Soif est évidemment plus difficile à mettre en scène: cela se passe en plein océan sur un canot de sauvetage où trois naufragés: une sorte de dandy  qui, quelques heures auparavant, devait encore savourer un excellent Bourbon au bar d’un paquebot de luxe, une chanteuse de cabaret et un marin métis, trois pauvre hères qui ont peu chances d’avoir la vie sauve. . Ils ont une obsession commune: une soif impitoyable qui les détruit petit à petit; dès lors toutes les tentations, tous les rêves aussi  sont permis, puisque la chanteuse et le dandy croient ou font semblant de croire que le marin a caché de l’eau: bref, la folie est au rendez-vous. La pièce ne manque pas d’intérêt ; reste à savoir comment on peut l’installer sur un plateau, et la marge de manoeuvre est limitée, que l’on aille du côté d’un réalisme- impossible!-  ou d’un expressionnisme injustifié.
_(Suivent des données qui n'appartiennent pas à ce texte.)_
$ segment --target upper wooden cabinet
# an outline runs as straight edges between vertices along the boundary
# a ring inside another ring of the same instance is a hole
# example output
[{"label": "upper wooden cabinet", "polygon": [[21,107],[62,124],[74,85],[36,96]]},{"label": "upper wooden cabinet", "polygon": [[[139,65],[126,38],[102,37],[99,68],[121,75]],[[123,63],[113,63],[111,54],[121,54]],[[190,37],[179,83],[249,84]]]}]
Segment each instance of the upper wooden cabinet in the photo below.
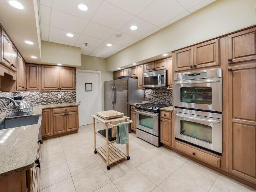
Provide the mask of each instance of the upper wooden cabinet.
[{"label": "upper wooden cabinet", "polygon": [[75,70],[74,68],[42,65],[41,70],[42,90],[75,89]]},{"label": "upper wooden cabinet", "polygon": [[26,81],[27,90],[39,90],[39,65],[27,64]]},{"label": "upper wooden cabinet", "polygon": [[156,70],[166,69],[166,59],[163,59],[144,64],[144,72],[150,72]]},{"label": "upper wooden cabinet", "polygon": [[220,39],[194,46],[194,67],[200,68],[220,65]]},{"label": "upper wooden cabinet", "polygon": [[2,29],[1,36],[2,49],[2,63],[8,67],[11,67],[11,40],[5,32]]},{"label": "upper wooden cabinet", "polygon": [[256,28],[228,36],[230,64],[256,59]]}]

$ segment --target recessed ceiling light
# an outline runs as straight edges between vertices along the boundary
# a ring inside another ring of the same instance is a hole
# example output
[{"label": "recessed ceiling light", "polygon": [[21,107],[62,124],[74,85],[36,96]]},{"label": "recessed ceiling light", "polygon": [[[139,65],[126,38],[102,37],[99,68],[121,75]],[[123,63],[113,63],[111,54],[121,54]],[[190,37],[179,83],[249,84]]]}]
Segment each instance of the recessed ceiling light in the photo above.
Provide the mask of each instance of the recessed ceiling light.
[{"label": "recessed ceiling light", "polygon": [[138,27],[136,25],[132,25],[130,28],[132,30],[136,30]]},{"label": "recessed ceiling light", "polygon": [[25,42],[27,44],[29,44],[30,45],[34,44],[34,43],[30,41],[25,41]]},{"label": "recessed ceiling light", "polygon": [[14,7],[18,9],[23,9],[24,7],[17,1],[9,1],[9,4]]},{"label": "recessed ceiling light", "polygon": [[87,11],[88,9],[88,6],[85,4],[84,4],[83,3],[78,3],[77,4],[77,7],[80,10],[82,10],[84,11]]},{"label": "recessed ceiling light", "polygon": [[74,35],[72,33],[67,33],[67,36],[69,37],[74,37]]}]

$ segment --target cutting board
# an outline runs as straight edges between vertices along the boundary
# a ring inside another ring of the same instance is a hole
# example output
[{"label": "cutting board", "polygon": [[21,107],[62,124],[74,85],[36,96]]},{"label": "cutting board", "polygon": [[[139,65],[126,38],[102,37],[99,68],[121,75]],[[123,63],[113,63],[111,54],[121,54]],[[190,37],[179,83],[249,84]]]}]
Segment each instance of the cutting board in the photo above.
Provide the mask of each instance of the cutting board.
[{"label": "cutting board", "polygon": [[97,116],[104,119],[105,120],[118,117],[123,117],[124,116],[123,113],[114,111],[114,110],[97,112],[96,114]]}]

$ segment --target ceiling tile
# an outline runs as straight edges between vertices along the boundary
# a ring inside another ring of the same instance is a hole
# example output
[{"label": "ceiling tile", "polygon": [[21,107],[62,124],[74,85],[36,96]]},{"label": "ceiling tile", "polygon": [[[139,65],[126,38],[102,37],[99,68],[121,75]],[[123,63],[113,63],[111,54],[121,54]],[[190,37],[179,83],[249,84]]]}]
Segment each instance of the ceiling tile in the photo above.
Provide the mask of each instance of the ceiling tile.
[{"label": "ceiling tile", "polygon": [[205,0],[193,0],[192,1],[188,1],[188,0],[176,0],[176,1],[183,6],[185,8],[189,9],[200,4]]},{"label": "ceiling tile", "polygon": [[216,1],[216,0],[206,0],[200,4],[198,4],[197,5],[196,5],[194,7],[193,7],[188,10],[188,11],[189,11],[190,13],[192,13],[193,12],[194,12],[195,11],[197,11],[199,9],[208,5],[209,4],[212,3],[213,2]]},{"label": "ceiling tile", "polygon": [[[103,0],[53,0],[52,8],[87,20],[90,20],[102,3]],[[78,3],[84,3],[89,9],[83,11],[77,7]]]},{"label": "ceiling tile", "polygon": [[[147,7],[154,0],[106,0],[127,12],[136,15]],[[136,5],[136,6],[135,6]]]},{"label": "ceiling tile", "polygon": [[132,14],[104,1],[92,18],[92,21],[118,30],[133,16]]},{"label": "ceiling tile", "polygon": [[50,26],[81,34],[89,21],[52,9]]},{"label": "ceiling tile", "polygon": [[50,24],[50,8],[43,5],[40,5],[40,18],[41,23],[49,25]]},{"label": "ceiling tile", "polygon": [[[119,38],[116,37],[116,34],[120,34],[121,36]],[[115,33],[110,38],[108,39],[108,41],[120,45],[126,45],[137,39],[137,38],[131,36],[130,35],[118,32]]]},{"label": "ceiling tile", "polygon": [[140,38],[141,39],[143,39],[145,37],[147,37],[148,36],[149,36],[150,35],[153,34],[153,33],[155,33],[157,31],[159,31],[160,29],[161,28],[159,28],[159,27],[156,27],[153,30],[151,30],[151,31],[148,32],[147,33],[144,34],[143,35],[140,36]]},{"label": "ceiling tile", "polygon": [[54,43],[58,43],[59,44],[63,44],[64,45],[69,45],[70,46],[74,46],[74,43],[71,42],[68,42],[66,41],[63,41],[59,39],[56,39],[54,38],[49,38],[49,41],[53,42]]},{"label": "ceiling tile", "polygon": [[75,33],[72,33],[74,36],[70,37],[67,36],[67,33],[70,32],[63,29],[50,27],[49,37],[56,39],[59,39],[67,42],[71,42],[73,44],[76,42],[78,39],[80,34]]},{"label": "ceiling tile", "polygon": [[[130,29],[131,26],[136,25],[138,27],[136,30]],[[136,37],[139,37],[156,28],[156,26],[144,21],[138,17],[135,17],[120,30],[120,31]]]},{"label": "ceiling tile", "polygon": [[41,4],[45,5],[48,7],[51,6],[51,0],[40,0],[39,3]]},{"label": "ceiling tile", "polygon": [[88,37],[85,35],[81,35],[76,43],[80,45],[83,45],[84,43],[88,43],[88,46],[90,47],[98,47],[104,41],[92,37]]},{"label": "ceiling tile", "polygon": [[98,39],[106,40],[116,32],[115,30],[90,22],[83,34]]},{"label": "ceiling tile", "polygon": [[137,16],[158,26],[185,11],[174,0],[156,0]]},{"label": "ceiling tile", "polygon": [[168,21],[168,22],[166,22],[164,24],[161,25],[160,26],[159,26],[159,27],[160,27],[160,28],[163,28],[166,27],[166,26],[170,25],[172,23],[173,23],[174,22],[176,22],[178,20],[180,20],[180,19],[182,19],[184,17],[185,17],[186,16],[187,16],[190,14],[190,13],[188,12],[188,11],[186,11],[185,12],[183,12],[181,14],[179,14],[178,16],[174,17],[174,18],[173,18],[172,19]]},{"label": "ceiling tile", "polygon": [[48,38],[49,35],[49,26],[46,25],[41,25],[41,35]]}]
  Il faudrait sans doute  situer l’histoire ailleurs que sur cette barque incorporée à l’intelligent  décor à transformation de  Raymond Sarti à laquelle on a du  mal à croire. Et le costume de la chanteuse de cabaret est peu convaincant, surtout quand elle doit séduire le bau matelot pour avoir une chance de survivre… Les costumes dans l’ensemble sont un point faible de ce spectacle et leur créatrice devrait relire Roland Barthes qui, on  le sait, a écrit un texte  remarquable sur le sujet.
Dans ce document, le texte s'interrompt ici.